Every athlete reaches a point in their career where things go downhill. My mom reached that point during her prime years of ski racing. Her biggest regret, she says, is quitting after that year. Of course she couldn’t stay away from the ski tracks for too long and she eventually returned to the national team. I have learned from her that when times are looking dark, you must persevere with all your might. Looking back, I can fully say that I tried my best in every race at JN’s this year.
The classic sprint brought me unfortunate wax, but I still kicked as hard as I could. During my most solid race, the skate 10k, I pushed hard out of the start and immediately started moving up in the pack. Once in the top thirty I kept trying to pass a group of about 10 girls to put me in the top twenty, each time I was passed back. Despite how bad I felt, I kept reaching for my goal. I wasn’t scared when it came to the classic race, I saw the pace of the fast girls and decidedly matched it up the hollow. Even though I ended up blowing up, I had to be brave and try the pace because I wasn’t about to say, “Well I’m having a bad week so I’ll so out slow.” I placed myself in third going up the hollow the day of the relay, knowing that if I felt good I could hang there. I had another unfortunate event that day in which my pole broke (good excuse for a new pair of poles).
I had an optimistic conversation with Rick Kapala at the closing ceremonies. I told him about my discouraging results and he replied, “In all the years you’re going to be competing this is just one bad week at an inconvenient time. We all know you’re fast.” This was exactly what I needed to hear.
Feeling the thrill of having a really solid race becomes infectious in an athlete. I know what it feels like to have mind and body click, unfortunately mind was there and body wasn’t at this JN’s. I will persevere though, as I hope all the athletes on this trip will too.
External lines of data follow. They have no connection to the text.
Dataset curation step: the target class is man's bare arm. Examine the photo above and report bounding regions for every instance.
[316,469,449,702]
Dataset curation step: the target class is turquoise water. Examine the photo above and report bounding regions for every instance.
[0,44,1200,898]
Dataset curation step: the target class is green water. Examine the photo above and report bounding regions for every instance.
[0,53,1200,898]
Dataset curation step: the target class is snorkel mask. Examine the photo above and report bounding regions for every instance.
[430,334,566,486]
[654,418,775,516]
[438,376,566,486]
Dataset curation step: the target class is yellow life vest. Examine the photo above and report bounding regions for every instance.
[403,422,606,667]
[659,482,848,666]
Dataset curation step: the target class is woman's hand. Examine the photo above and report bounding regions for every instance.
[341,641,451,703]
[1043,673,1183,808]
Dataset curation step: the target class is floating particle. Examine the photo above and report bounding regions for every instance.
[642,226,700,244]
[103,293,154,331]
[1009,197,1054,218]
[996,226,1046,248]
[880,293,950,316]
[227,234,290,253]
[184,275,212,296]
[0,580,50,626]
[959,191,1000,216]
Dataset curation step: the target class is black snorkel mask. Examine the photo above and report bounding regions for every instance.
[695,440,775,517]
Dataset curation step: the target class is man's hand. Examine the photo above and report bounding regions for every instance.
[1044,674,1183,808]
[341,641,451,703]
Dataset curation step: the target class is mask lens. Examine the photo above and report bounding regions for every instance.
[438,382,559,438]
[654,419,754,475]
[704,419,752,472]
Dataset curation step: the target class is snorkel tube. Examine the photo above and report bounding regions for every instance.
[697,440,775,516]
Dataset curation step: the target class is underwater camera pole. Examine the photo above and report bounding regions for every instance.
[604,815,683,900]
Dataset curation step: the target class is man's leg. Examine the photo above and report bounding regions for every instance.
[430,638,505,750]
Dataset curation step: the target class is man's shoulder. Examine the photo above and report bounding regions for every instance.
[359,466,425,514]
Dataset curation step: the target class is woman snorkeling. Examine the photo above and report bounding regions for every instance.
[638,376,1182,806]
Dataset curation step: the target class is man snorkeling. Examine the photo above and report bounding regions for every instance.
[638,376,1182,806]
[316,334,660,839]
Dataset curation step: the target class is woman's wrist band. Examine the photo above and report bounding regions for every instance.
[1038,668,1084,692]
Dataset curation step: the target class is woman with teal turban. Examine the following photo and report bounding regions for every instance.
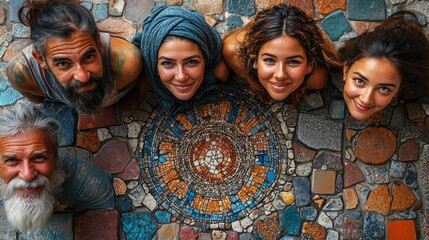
[132,6,229,109]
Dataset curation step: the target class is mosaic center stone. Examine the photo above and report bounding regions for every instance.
[139,86,287,223]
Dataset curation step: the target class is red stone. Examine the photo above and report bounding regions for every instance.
[344,162,365,188]
[293,141,316,162]
[352,127,396,164]
[74,210,119,240]
[76,131,101,153]
[316,0,346,15]
[79,104,119,130]
[399,140,420,162]
[365,185,392,216]
[387,220,417,240]
[302,222,326,240]
[180,226,198,240]
[93,139,131,174]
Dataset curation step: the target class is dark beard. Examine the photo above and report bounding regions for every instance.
[63,76,105,115]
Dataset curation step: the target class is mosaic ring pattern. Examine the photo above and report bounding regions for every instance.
[140,86,287,223]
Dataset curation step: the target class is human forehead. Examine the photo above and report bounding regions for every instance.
[45,31,100,58]
[0,129,54,157]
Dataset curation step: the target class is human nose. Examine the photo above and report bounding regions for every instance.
[19,161,37,182]
[176,66,188,81]
[275,64,287,81]
[73,64,90,82]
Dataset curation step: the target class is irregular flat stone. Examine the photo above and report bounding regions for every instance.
[398,140,420,162]
[122,212,157,239]
[93,139,131,174]
[315,0,346,15]
[391,181,417,211]
[347,0,386,22]
[352,127,396,164]
[226,0,256,16]
[19,213,72,240]
[313,151,343,171]
[311,169,336,194]
[387,220,417,240]
[76,131,101,153]
[298,113,343,151]
[320,10,352,41]
[292,141,316,162]
[364,166,390,184]
[293,177,310,207]
[79,104,119,130]
[364,184,392,216]
[74,209,119,239]
[344,162,365,188]
[280,206,302,236]
[342,216,363,239]
[363,212,386,239]
[302,222,326,240]
[343,188,359,209]
[389,161,407,178]
[404,163,417,188]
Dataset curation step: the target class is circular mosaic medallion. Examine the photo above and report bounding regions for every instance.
[140,87,287,223]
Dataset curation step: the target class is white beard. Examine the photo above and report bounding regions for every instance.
[0,165,65,233]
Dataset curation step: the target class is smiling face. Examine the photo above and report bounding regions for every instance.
[254,35,313,101]
[343,57,401,120]
[157,37,205,100]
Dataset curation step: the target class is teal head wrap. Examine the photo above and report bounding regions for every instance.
[132,6,222,109]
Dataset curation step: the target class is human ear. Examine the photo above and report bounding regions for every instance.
[31,50,48,69]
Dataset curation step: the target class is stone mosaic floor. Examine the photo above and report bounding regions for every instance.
[0,77,429,240]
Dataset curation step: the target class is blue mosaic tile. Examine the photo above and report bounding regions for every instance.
[116,196,133,213]
[122,213,157,240]
[226,15,243,31]
[280,206,302,236]
[363,212,385,239]
[347,0,386,21]
[320,10,352,41]
[404,163,417,188]
[19,213,73,240]
[43,101,77,146]
[9,0,25,22]
[293,177,310,207]
[298,113,343,152]
[154,211,171,223]
[0,87,23,106]
[92,3,109,22]
[226,0,256,16]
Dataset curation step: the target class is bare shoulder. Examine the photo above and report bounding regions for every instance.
[110,37,143,89]
[6,53,46,102]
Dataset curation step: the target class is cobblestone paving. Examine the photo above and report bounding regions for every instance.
[0,0,429,240]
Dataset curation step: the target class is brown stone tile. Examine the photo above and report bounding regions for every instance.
[76,131,101,153]
[79,104,119,130]
[344,162,365,188]
[287,0,314,17]
[292,141,316,162]
[352,127,396,164]
[93,138,131,174]
[74,210,119,240]
[365,185,392,216]
[387,220,417,240]
[311,169,336,194]
[315,0,346,15]
[302,222,326,240]
[398,140,420,162]
[392,181,417,211]
[343,188,359,209]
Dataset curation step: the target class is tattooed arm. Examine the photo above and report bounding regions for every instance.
[110,37,143,90]
[6,53,46,102]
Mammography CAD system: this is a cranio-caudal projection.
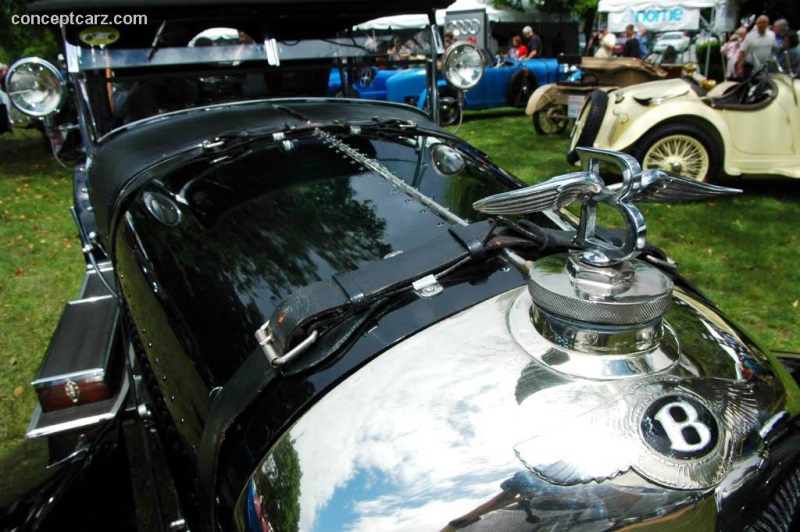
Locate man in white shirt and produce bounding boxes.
[736,15,778,78]
[594,26,617,57]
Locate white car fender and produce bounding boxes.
[525,83,559,116]
[601,100,731,166]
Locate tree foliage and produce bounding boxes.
[739,0,800,30]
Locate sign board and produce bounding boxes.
[608,6,700,33]
[567,95,586,118]
[444,9,488,49]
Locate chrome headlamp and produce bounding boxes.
[442,41,486,91]
[6,57,65,118]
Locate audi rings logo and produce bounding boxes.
[445,18,481,36]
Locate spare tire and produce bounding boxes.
[567,89,608,164]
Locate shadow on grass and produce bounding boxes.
[464,107,525,123]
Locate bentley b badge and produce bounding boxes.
[482,148,758,489]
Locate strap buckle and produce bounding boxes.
[256,322,319,368]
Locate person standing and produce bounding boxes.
[778,26,800,75]
[508,35,528,59]
[622,24,642,59]
[522,26,543,59]
[722,26,747,80]
[736,15,778,78]
[637,26,650,59]
[590,26,617,58]
[772,18,789,46]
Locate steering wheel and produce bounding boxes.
[739,65,769,105]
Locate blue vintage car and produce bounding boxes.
[328,55,558,124]
[386,59,558,123]
[328,66,404,100]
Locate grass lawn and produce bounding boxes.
[0,111,800,456]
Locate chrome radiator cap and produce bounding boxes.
[475,148,738,379]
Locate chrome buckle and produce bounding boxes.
[256,322,319,368]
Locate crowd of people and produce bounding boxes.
[722,15,800,80]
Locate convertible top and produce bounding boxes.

One other thing, Alex Kopytko and I were up to our usual tricks at this JN’s. This year, playing Just Dance evolved into two full on dance offs. Alex won the first one, which forced me to drink a liter of mountain dew. Fortunately, I won the second and Alex had to suffer through a V8. Even though I was lying on the couch like a beached whale afterwards, I downed the mountain dew in 15 minutes while Alex took an hour to drink his V8. I couldn’t be happier when I felt no side effects at the closing ceremonies, while Alex looked pale despite his ridiculously sunburned face. I encourage everyone to mention V8 in front of him, just to see his reaction.
My hope is that everyone learned something this year at JN’s. I definitely know Alex learned to stop making bets with me. I learned exactly what I have expressed here and what Rick told me. “Finish every day and be done with it. You have done what you could; some blunders and absurdities no doubt crept in; forget them as soon as you can. Tomorrow is a new day; you shall begin it serenely and with too high a spirit to be encumbered with your old nonsense.”- Emerson.